In the above embodiment, the raw materials are supplied into the annular flow paths R1 and R2 separately from the supply cylinders 8 and 9, but instead of the supply cylinders 8 and 9, As shown in FIG. 4, a bifurcated supply cylinder 15 may be provided, and according to this, the raw material is supplied into each of the annular flow paths R1 and R2 by charging the raw material from a single raw material input port 15a. Therefore, the work of charging the raw materials can be simplified.

The crushing device according to the present invention is not limited to soft ones such as konjac potato, but can also be applied to crushing concrete pieces having high rigidity.

[0018]

As described above, in the jet mill according to the present invention, by providing the inner cylinder in the hollow frustoconical body, two inner and outer annular flow passages are formed in the body and By sending air into the flow passage from the close direction, high-speed swirling air currents that swirl in opposite directions along each flow passage are generated. The crushing capacity and energy efficiency are significantly improved, and the running cost can be significantly reduced, as compared with the one generating the air flow.

[Brief description of drawings]

FIG. 1 is an exploded perspective view showing a main body according to an embodiment of the present invention.

FIG. 2 is a vertical sectional side view of what is shown in FIG.

FIG. 3 is a plan view of the above embodiment.

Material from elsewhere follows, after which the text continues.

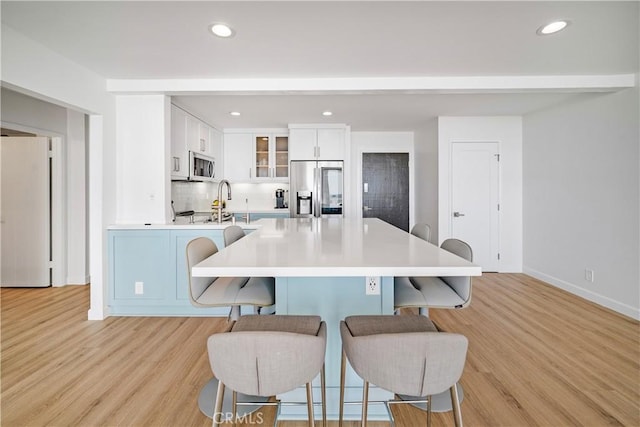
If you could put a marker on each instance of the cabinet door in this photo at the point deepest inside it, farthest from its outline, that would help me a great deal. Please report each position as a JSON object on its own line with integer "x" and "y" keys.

FIG. 4 is a side view showing a modification of the supply pipe in the above embodiment.

[Explanation of symbols]

 1 Main Body 2 Upper Part 4a Crushed Material Discharge Port 6 Inner Cylinder 7 Exhaust Cylinder 10 Compressor (Air Supply Device) 12 First Air Supply Pipe 13 Second Air Supply Pipe R1 First Annular Flow Path R2 Second Annular Flow Path

Claims (1)

[Claims] 1. A main body having a hollow truncated cone shape whose diameter decreases as it goes downward and having a crushed material discharge port formed at a lower end thereof, and an exhaust pipe inserted inward from a central portion of an upper surface of the main body. A hollow circular truncated cone-shaped inner cylinder provided so as to surround the exhaust gas and the like in the upper space of the main body, thereby providing an outer return path between the outer surface of the inner cylinder and the inner surface of the main body. An inner ring flow path between the inner ring flow path and the exhaust gas, and a raw material supply port for supplying the raw material to be crushed to each of the ring flow paths, and an air flow in the outer ring flow path from a substantially close direction. A first air supply pipe for supplying air, a second air supply pipe for supplying air into the inner annular flow path from a substantially close direction, and an air supply device for supplying air to the first and second air supply pipes Is provided, and air is supplied from each of the air supply pipes by the air supply device. The high-speed air currents of the spiral shape that swirl in opposite directions are generated in each annular flow path by feeding into the annular flow path, and the raw material supplied into the main body is crushed by each high-speed air flow. A crushing device characterized by the above.